Four major companies have consistently performed better than their peers in at least three bearish phases witnessed by the market in the past decade, an ET analysis shows.
HDFC Bank, Hero Honda Motors, Tata Power Company and ITC have outperformed the broader Sensex in the bear phase which began in April 2000 and lasted till April 2003; in the short but intense bearish spell of May-June 2006 and in the current phase which began in January this year.
ET analysed the performance of all BSE 100 companies during the three phases of the market. First the companies’ market performance was considered, then the financial performance.
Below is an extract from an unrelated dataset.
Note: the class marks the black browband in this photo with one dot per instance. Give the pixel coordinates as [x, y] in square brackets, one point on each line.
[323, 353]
The stock prices of these companies were compared with that of the benchmark Sensex.
“Management quality is the most important saviour for companies in all business cycles and phases of market. In fact, it helps companies to come out with full strength when the market is in punishing mood. Companies such as HDFC Bank, Hero Honda Motors, Tata Power and ITC have outperformed the Sensex are the testimony to this fact," says Kaushal Shah, deputy-head, research, LKP Shares.
Factors that have worked for these companies are their cash-generating ability, dividend-paying record and more importantly their ability to diversify or protect their core business with new products.
Take the case of Hero Honda Motors. The company gained 1.73 per cent in April 2000-2003 period, when the market fell by 37.64 per cent while in the current phase, the stock has gained 8 per cent though the overall market has fallen more than 50 per cent. It has a record of consistent cash generation and dividend payment.
Hero Honda has also launched new vehicles and variants (added enhanced features) of its existing products.
In the past eight years, the company has been giving more than 100 per cent dividend on an average. In the last two years March 2007 and March 2008, the company gave 850 per cent and 950 per cent dividend respectively.
Tata Power gained 73 per cent in the April 2000-2003 period, while it fell marginally less than the Sensex in the current phase. While the Sensex fell 54 per cent, Tata Power has slipped 52.78 per cent.
When the market fell by 37.64 per cent in April 2000-2003, the ITC stock fell by 13.32 per cent. And in the current phase, it has fallen by 21.85 per cent whereas the Sensex fell by 54 per cent.
The core thing that has worked for ITC is the steady cash earned by its main tobacco business. This business earns more than 70 per cent of thecompany’s earnings before interest tax and depreciation.
HDFC Bank gained 1.38 per cent in April 2000-2003 versus a 37 per cent fall in the Sensex. HDFC Bank has fallen 44.77 per cent in the current phase compared with a 54 per cent fall in the Sensex. The bank has consistently maintained its net interest margin (NIM).
Says an analyst with a broking firm, "The crucial thing that has worked for HDFC Bank is its branch and distribution network. The bank has been conservative in its approach and it has scrupulous and consistent on the profile of the customer."
More so, a glance through the companies and their respective sectors performance reveals that these companies have also outperformed their respective sectors in key parameters such as net profit and sales growth.
In the past eight years, HDFC Bank's sales and PAT have grown at a CAGR of more than 40 per cent respectively. Hero Honda Motors and Tata Power have seen CAGR growth (sales, PAT) of more than 25 per cent, while ITC has seen CAGR growth of more than 18 per cent in sales and PAT.